(…) The remaining four charges laid out in Durham’s indictment of Danchenko relate to Sergei Millian, an American national of Belarus descent. Many of the details behind these charges were already known to those who had been investigating the Russia-Collusion stories.
Durham’s indictment alleges that Danchenko lied to the FBI on four separate occasions, each time claiming that he’d had a phone conversation in the summer of 2016 with someone he believed to have been Millian. For his part, Millian has always stated that he never met Danchenko, in person or by phone. Millian’s assertions are emphatically proven in Durham’s indictment of Danchenko where it is repeatedly stated that “Danchenko never spoke to Chamber President-1 [Millian].”

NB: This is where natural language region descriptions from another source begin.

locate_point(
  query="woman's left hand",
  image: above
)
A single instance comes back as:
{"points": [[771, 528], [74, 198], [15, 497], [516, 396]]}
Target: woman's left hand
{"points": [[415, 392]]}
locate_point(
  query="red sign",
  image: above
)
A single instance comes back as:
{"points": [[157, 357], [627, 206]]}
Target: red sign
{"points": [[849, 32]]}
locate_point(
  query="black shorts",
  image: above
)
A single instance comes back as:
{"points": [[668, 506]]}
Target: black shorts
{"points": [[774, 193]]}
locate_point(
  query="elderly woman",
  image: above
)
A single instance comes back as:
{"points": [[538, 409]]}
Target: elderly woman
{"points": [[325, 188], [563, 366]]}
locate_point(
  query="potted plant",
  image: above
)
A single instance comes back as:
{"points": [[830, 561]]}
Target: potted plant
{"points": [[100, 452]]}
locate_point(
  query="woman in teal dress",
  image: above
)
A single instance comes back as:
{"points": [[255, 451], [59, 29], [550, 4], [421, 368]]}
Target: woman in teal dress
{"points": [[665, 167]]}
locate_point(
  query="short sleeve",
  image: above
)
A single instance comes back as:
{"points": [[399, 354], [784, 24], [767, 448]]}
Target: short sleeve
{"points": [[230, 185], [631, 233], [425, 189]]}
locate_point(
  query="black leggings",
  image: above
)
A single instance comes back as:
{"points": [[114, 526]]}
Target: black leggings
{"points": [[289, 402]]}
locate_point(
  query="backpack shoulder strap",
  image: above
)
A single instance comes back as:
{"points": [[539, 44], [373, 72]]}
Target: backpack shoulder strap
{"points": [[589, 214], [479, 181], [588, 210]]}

Millian differed from all of Steele’s other purported sources in that he had no actual contact with anyone within Steele’s orbit—including Danchenko. Steele has demonstrated a preference for his targets to be physically present with his operatives. And indeed, Steele told the FBI that he believed Danchenko had met with Millian on “two or three separate occasions.”
The allegations attributed to Millian are crucial to the Steele dossier. Steele used Millian as the supposed source for his allegations of a “well-developed conspiracy of cooperation” between Trump and Russian President Vladimir Putin, which was foundational to the Trump-Russia collusion narrative. Steele further attributed Millian as the source for allegations regarding secret communications between Russian Alfa Bank and Trump. Also ascribed to Millian were the Wikileaks email dump and the salacious “pee tape” story. All from a person whom neither Steele nor Danchenko had ever met with or spoken to.
Danchenko admitted to the FBI that his first outreach to Millian was on July 22, 2016, via email, which is cited in Durham’s indictment. But by this point, Steele, apparently believing that Danchenko had actually met Millian, had already published two reports in his dossier that attributed specific allegations to Millian. As Danchenko admitted to the FBI in a November 2017 follow-up interview, Steele erroneously believed that there had been in-person meetings between Danchenko and Millian, a belief which Danchenko did not correct.